Yellen ’67 tapped for Fed

By
Contributing Writer
Thursday, March 25, 2010

Janet Yellen ’67, the president of the Federal Reserve Bank in San Francisco, has been nominated by President Barack Obama to serve as vice chairwoman of the Federal Reserve Board of Governors.

The Board of Governors is the main branch of the Federal Reserve System, the central banking system in the United States. If confirmed, Yellen will replace Donald Kohn in the second highest Fed position in the country.

Yellen wrote in an e-mail to The Herald that, if confirmed to the position, she hopes to help the Federal Reserve work towards its two key macroeconomic goals: full employment and price stability.

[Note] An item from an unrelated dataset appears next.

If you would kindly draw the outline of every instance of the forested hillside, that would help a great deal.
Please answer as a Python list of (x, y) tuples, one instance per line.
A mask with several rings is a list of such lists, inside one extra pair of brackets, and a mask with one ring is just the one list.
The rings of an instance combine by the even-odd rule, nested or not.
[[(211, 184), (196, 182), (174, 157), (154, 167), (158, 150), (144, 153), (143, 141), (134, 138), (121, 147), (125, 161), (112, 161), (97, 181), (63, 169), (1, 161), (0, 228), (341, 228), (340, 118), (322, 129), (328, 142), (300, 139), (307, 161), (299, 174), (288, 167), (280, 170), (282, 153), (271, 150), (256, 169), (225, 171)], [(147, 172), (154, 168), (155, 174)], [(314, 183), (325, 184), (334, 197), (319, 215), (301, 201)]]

“We need to foster a great deal of job creation to achieve the first goal,” Yellen wrote.
She wrote that another goal of the Federal Reserve is to supervise banking organizations and monitor developments that could threaten the financial system, especially in light of the current recession.

Yellen wrote that she is “strongly committed to price stability,” and has voted 20 times to “raise interest rates in order to contain inflationary pressures.” She predicted that the inflation level will sink even lower than its present level because of the historically high unemployment rate and low rate of wage increases.

Yellen has held the position of president of the Federal Reserve Bank in San Francisco since 2004, and chaired the Council of Economic Advisors under the Clinton Administration, according to the Christian Science Monitor.

Before that, she taught at the London School of Economics and, at present, is a professor at University of California at Berkeley’s Haas School of Business. After graduating from Brown, she went on to earn her doctorate in economics from Yale, and received an honorary degree from Brown in 1998.

As a Brown graduate of the late 1960s, Yellen remembers the debate around the changes in the curriculum. Overall, she wrote she has fond memories of her college days and is grateful to Brown for providing her with a well-rounded education.

“I discovered economics as a field of study, was excited by the coursework I took in that field, and am thankful that I found my life’s work in the process,” Yellen wrote. “I also greatly enjoyed remarkable courses that I took in fields as diverse as art history, architecture, the philosophy of science, Russian literature and geology.”

Professor of Economics George Borts, who was chairman of the department when Yellen was an undergraduate, said he was not surprised by her success.

“She was very sharp and quick-witted,” he said. “It was clear she was going to have a good career in economics. She was very interested in the field and she picked good advisers.”

Though Borts said it was too early to pinpoint Yellen’s policies should she be appointed to the position, he said he had confidence in her ability to govern.

“I expect her to be pretty independent,” he said. “She’s not there to follow a party line. She follows her own instincts and intelligence.”